Speaking of simple yet addictive, try this one, suggested by our CSA box insert long ago and resurrected after my mom gave us a watermelon radish.


A watermelon radish, in case you don't know, is what Gandalf would be if Tolkien wrote salads instead of books (and you've already met Sauron). Putting radishes and butter on bread is apparently a French thing, and at first glance not related to Tolkein in any way, until you have it as a 10am second breakfast one morning and realize you're going to need to introduce third breakfast as an excuse to eat another before lunch.

Ingredients
Freshly baked bread, sliced
Pasture butter (or a good quality, salted, European-style butter)
Radishes, thinly sliced

Lightly butter the slices of bread, and cover with a single layer of radish.

Seriously, that's it. The crunchy bite of the radish brings out the creamy sweetness of the butter and makes this a perfect mid-morning snack. Or mid-afternoon snack. Or post-dinner pre-dessert snack. Whichever.

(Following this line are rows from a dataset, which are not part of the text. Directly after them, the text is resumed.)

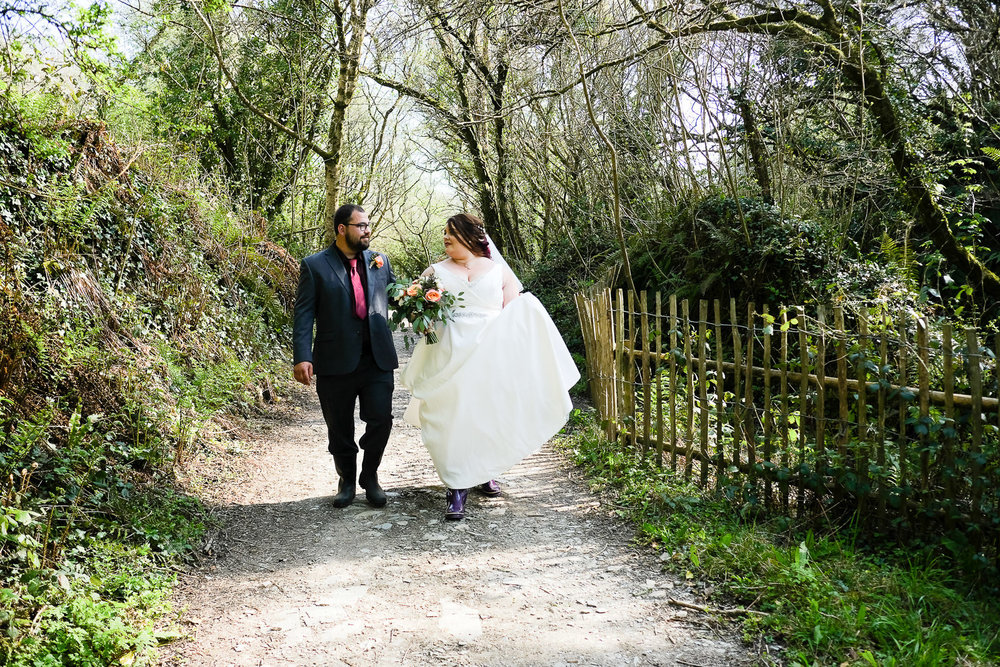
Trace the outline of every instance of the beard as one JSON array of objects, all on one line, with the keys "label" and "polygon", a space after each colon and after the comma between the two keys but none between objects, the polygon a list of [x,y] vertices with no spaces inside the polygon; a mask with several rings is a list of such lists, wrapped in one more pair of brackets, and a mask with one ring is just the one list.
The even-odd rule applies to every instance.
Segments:
[{"label": "beard", "polygon": [[358,237],[352,239],[351,237],[345,237],[344,240],[347,242],[347,247],[351,249],[351,252],[362,252],[368,250],[369,239]]}]

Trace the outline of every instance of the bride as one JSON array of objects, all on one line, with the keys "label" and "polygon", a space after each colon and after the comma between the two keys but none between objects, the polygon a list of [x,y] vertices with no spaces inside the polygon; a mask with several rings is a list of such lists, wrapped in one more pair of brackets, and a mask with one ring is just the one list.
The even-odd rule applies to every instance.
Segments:
[{"label": "bride", "polygon": [[461,213],[444,230],[448,258],[423,275],[462,293],[439,342],[422,340],[400,380],[413,400],[405,419],[420,427],[441,481],[447,519],[465,516],[471,487],[500,495],[495,478],[555,435],[572,408],[580,375],[541,303],[490,243],[482,222]]}]

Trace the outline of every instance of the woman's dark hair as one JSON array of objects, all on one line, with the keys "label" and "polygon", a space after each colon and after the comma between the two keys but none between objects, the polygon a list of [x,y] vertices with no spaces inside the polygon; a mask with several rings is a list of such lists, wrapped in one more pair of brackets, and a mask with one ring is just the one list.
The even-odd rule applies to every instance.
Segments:
[{"label": "woman's dark hair", "polygon": [[355,211],[364,213],[365,209],[357,204],[344,204],[338,208],[336,213],[333,214],[333,228],[340,229],[341,225],[351,224],[351,218],[354,216]]},{"label": "woman's dark hair", "polygon": [[468,213],[459,213],[448,218],[445,226],[452,236],[473,253],[490,257],[490,244],[486,240],[486,227],[482,220]]}]

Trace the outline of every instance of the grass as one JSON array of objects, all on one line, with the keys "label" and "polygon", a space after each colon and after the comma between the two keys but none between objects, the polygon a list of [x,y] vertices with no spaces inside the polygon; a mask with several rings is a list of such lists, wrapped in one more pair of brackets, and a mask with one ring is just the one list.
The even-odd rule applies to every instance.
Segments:
[{"label": "grass", "polygon": [[929,548],[741,517],[730,501],[609,443],[584,413],[559,442],[594,490],[615,497],[637,539],[668,554],[666,569],[711,582],[709,604],[763,612],[742,621],[744,639],[784,646],[789,665],[1000,660],[1000,602]]}]

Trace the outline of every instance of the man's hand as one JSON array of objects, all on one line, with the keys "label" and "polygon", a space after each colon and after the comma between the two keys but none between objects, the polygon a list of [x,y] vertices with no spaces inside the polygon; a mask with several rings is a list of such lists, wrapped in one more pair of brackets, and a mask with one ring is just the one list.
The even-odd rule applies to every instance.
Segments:
[{"label": "man's hand", "polygon": [[312,362],[311,361],[300,361],[295,364],[295,379],[306,385],[307,387],[312,383]]}]

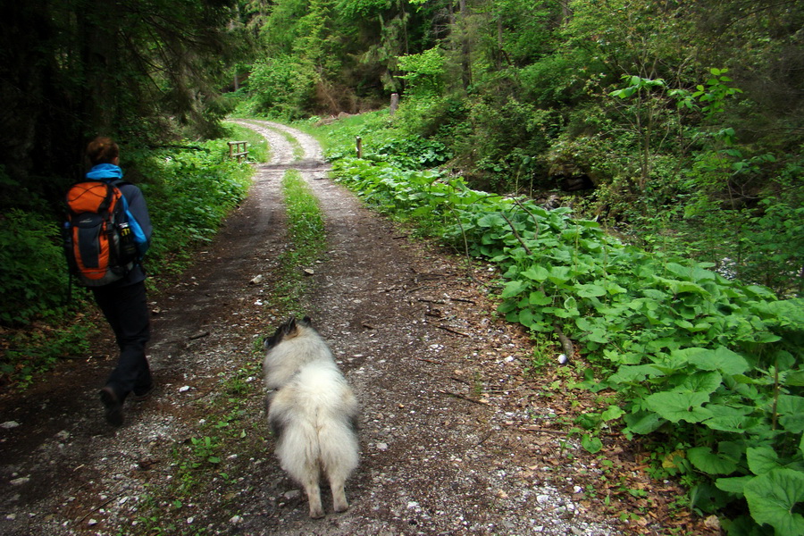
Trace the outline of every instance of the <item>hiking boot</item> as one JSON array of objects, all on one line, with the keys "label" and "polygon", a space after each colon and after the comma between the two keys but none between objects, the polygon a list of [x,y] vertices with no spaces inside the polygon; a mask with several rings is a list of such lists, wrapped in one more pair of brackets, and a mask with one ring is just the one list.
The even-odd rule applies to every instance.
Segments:
[{"label": "hiking boot", "polygon": [[131,392],[131,399],[135,402],[142,402],[143,400],[147,400],[151,394],[153,394],[154,389],[156,389],[156,386],[154,383],[151,383],[149,386],[138,389],[135,389],[133,392]]},{"label": "hiking boot", "polygon": [[122,402],[111,387],[100,390],[101,402],[106,406],[106,422],[112,426],[122,424]]}]

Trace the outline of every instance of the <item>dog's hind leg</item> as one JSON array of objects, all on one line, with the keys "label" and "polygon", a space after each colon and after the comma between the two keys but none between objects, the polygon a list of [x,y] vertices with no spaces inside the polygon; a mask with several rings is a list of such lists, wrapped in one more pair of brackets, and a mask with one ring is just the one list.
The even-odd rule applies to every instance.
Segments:
[{"label": "dog's hind leg", "polygon": [[346,499],[344,486],[346,481],[342,478],[330,480],[330,489],[332,490],[332,505],[336,512],[346,512],[349,509],[349,503]]},{"label": "dog's hind leg", "polygon": [[323,507],[321,504],[321,488],[318,486],[318,479],[308,480],[303,482],[305,492],[307,494],[307,501],[310,503],[310,517],[318,519],[323,517]]}]

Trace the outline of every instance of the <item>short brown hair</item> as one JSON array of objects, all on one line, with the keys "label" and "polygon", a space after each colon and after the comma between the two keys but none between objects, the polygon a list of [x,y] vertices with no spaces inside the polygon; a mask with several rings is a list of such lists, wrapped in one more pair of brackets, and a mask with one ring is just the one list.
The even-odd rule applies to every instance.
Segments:
[{"label": "short brown hair", "polygon": [[111,138],[98,136],[87,146],[87,158],[89,163],[112,163],[112,161],[120,156],[120,147]]}]

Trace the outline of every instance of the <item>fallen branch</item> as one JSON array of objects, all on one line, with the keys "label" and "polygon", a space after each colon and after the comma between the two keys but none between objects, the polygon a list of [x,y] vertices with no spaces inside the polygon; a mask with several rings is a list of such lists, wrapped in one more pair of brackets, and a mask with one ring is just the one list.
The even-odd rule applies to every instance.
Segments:
[{"label": "fallen branch", "polygon": [[456,398],[461,398],[461,399],[463,399],[463,400],[466,400],[467,402],[472,402],[472,403],[473,403],[473,404],[480,404],[481,406],[488,406],[488,405],[489,405],[488,402],[482,402],[482,401],[481,401],[481,400],[475,400],[474,398],[470,398],[469,397],[466,397],[466,396],[462,395],[462,394],[460,394],[460,393],[453,393],[453,392],[450,392],[450,391],[445,391],[445,390],[443,390],[443,389],[439,389],[438,392],[441,393],[442,395],[447,395],[448,397],[455,397]]},{"label": "fallen branch", "polygon": [[466,333],[461,333],[460,331],[456,331],[452,328],[448,328],[447,326],[437,326],[440,330],[444,330],[445,331],[449,331],[450,333],[455,333],[456,335],[460,335],[461,337],[472,337],[471,335],[467,335]]}]

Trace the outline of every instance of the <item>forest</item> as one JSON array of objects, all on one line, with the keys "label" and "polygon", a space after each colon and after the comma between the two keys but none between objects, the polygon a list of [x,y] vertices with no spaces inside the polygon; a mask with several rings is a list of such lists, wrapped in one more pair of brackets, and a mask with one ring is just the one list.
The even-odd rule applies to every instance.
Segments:
[{"label": "forest", "polygon": [[[524,244],[526,232],[535,233],[532,246],[546,239],[540,225],[565,230],[562,237],[576,246],[605,231],[639,248],[627,255],[623,252],[634,250],[617,249],[626,267],[616,274],[622,292],[575,281],[576,296],[565,295],[569,287],[561,274],[507,264],[509,273],[526,277],[506,284],[501,313],[527,321],[534,331],[551,330],[553,322],[522,313],[523,296],[535,306],[552,304],[560,294],[566,310],[583,316],[583,306],[602,306],[593,303],[599,297],[627,295],[624,281],[640,280],[643,263],[678,272],[672,278],[663,272],[677,283],[671,301],[685,292],[706,296],[722,310],[752,315],[746,318],[754,326],[769,326],[768,315],[775,314],[775,327],[763,324],[767,332],[753,341],[756,347],[749,342],[756,334],[747,332],[724,336],[731,346],[694,359],[686,347],[663,351],[674,364],[684,356],[705,371],[691,388],[693,394],[708,396],[724,385],[758,400],[758,384],[770,389],[762,400],[773,405],[772,423],[764,428],[751,422],[761,433],[738,440],[741,427],[748,426],[740,423],[710,426],[702,434],[700,448],[708,450],[695,451],[695,469],[707,474],[739,469],[743,476],[721,479],[730,482],[716,487],[691,477],[699,499],[695,507],[713,511],[733,499],[729,494],[762,494],[758,483],[751,491],[739,478],[789,485],[793,503],[804,502],[795,491],[804,490],[804,425],[793,416],[804,385],[801,3],[35,0],[4,3],[0,14],[2,387],[24,386],[85,340],[87,328],[64,300],[59,223],[62,196],[81,176],[88,139],[103,134],[120,141],[122,167],[153,205],[155,222],[163,230],[154,245],[152,270],[158,274],[180,272],[193,247],[209,240],[246,195],[247,166],[220,148],[220,140],[232,135],[227,117],[272,118],[319,131],[323,125],[325,132],[345,124],[339,138],[331,132],[330,156],[346,162],[339,168],[344,175],[361,176],[352,180],[358,190],[369,188],[372,173],[393,164],[409,172],[404,181],[394,179],[406,188],[420,184],[435,192],[450,183],[504,200],[487,205],[476,197],[462,205],[474,215],[461,216],[460,228],[448,234],[460,235],[455,242],[463,242],[465,253],[496,258]],[[393,95],[400,105],[392,113]],[[357,114],[372,119],[348,127]],[[356,136],[364,144],[363,163],[346,158]],[[437,175],[427,174],[433,170]],[[381,182],[389,184],[387,177]],[[379,194],[376,185],[370,188]],[[386,209],[400,204],[400,191],[386,192],[378,203]],[[445,199],[453,203],[453,190],[438,192],[441,197],[426,207],[430,213],[441,210]],[[514,205],[524,211],[518,220]],[[557,212],[542,214],[545,207]],[[562,227],[568,209],[588,222],[574,223],[574,234]],[[439,214],[448,218],[446,209]],[[498,244],[500,236],[487,232],[492,219],[513,230],[514,243]],[[540,222],[535,230],[529,227],[534,221]],[[539,245],[545,251],[557,247]],[[680,258],[696,264],[697,279],[678,282]],[[599,270],[614,277],[608,264]],[[724,285],[716,292],[710,285],[716,277]],[[738,283],[744,287],[738,289]],[[638,299],[646,297],[649,290]],[[590,301],[582,306],[583,299]],[[693,301],[685,306],[703,307]],[[590,354],[611,341],[590,335],[603,321],[570,320],[585,333],[578,339]],[[708,324],[678,322],[691,341],[702,344],[699,333]],[[639,329],[631,317],[622,325],[624,333]],[[45,338],[58,340],[46,355],[40,348]],[[761,345],[765,349],[758,349]],[[642,350],[624,352],[631,360],[618,363],[621,368],[608,364],[628,385],[623,396],[641,400],[629,408],[636,417],[646,417],[651,406],[641,382],[652,382],[657,394],[660,376],[683,372],[667,363],[625,368],[648,366],[633,359]],[[756,359],[737,360],[745,366],[729,368],[736,379],[724,378],[721,385],[710,364],[733,358],[734,352],[754,352]],[[788,369],[781,380],[780,364]],[[762,380],[749,381],[749,368],[761,369]],[[682,387],[662,392],[678,394]],[[776,411],[784,404],[780,428]],[[748,412],[742,406],[729,411],[734,419]],[[697,422],[703,419],[698,416]],[[669,420],[700,438],[699,430],[690,431],[696,421],[676,417]],[[647,432],[661,423],[632,420],[629,426]],[[789,433],[782,434],[783,428]],[[689,463],[687,470],[695,473]],[[735,525],[733,533],[773,533],[764,532],[763,523],[779,534],[804,533],[804,517],[789,506],[787,515],[752,510],[757,525],[745,532]]]}]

Thursday, October 27, 2011

Pan-Fried Zucchini

I know what you're thinking. Off she goes for a whole week, and all she comes back with is zucchini slices? But before you judge, consider this: Happiness is three mostly-plant ingredients, a pan, and a recipe that will take less than ten minutes. For those nights when you want french fries rather than vegetables. (Until you make this and decide what you really wanted was pan-fried zucchini. You just didn't know it yet.)

Ingredients
Zucchini or other green summer squash, sliced into circles*
(go for 1/8 to 1/4" thick. The thinner the slices, the faster they cook.)
Olive oil
Kosher salt

Heat a nonstick pan over medium heat. When hot, drizzle the bottom lightly with olive oil. Add the zucchini slices in a single layer (a little bit of overlap is fine, but use a wide enough pan that you don't have to double the layer, since they'll release some moisture and too much liquid will prevent them from browning).

Pan-fry until golden brown on the bottom, then flip the slices and brown the other sides. If your slices are on the thicker side, you can cover the pan after a few minutes to steam them a bit and help them cook through (unlike most other vegetables, I tend to like zucchini better the softer and more cooked it gets). Uncover the pan again if you start to see a pool of liquid building up, and let it evaporate before recovering.

When the slices are well-browned and soft, turn off the heat. Sprinkle with salt and serve hot.


*If your name is Luke, please ignore the recipe from this point on. Instead, sprinkle with heat and serve.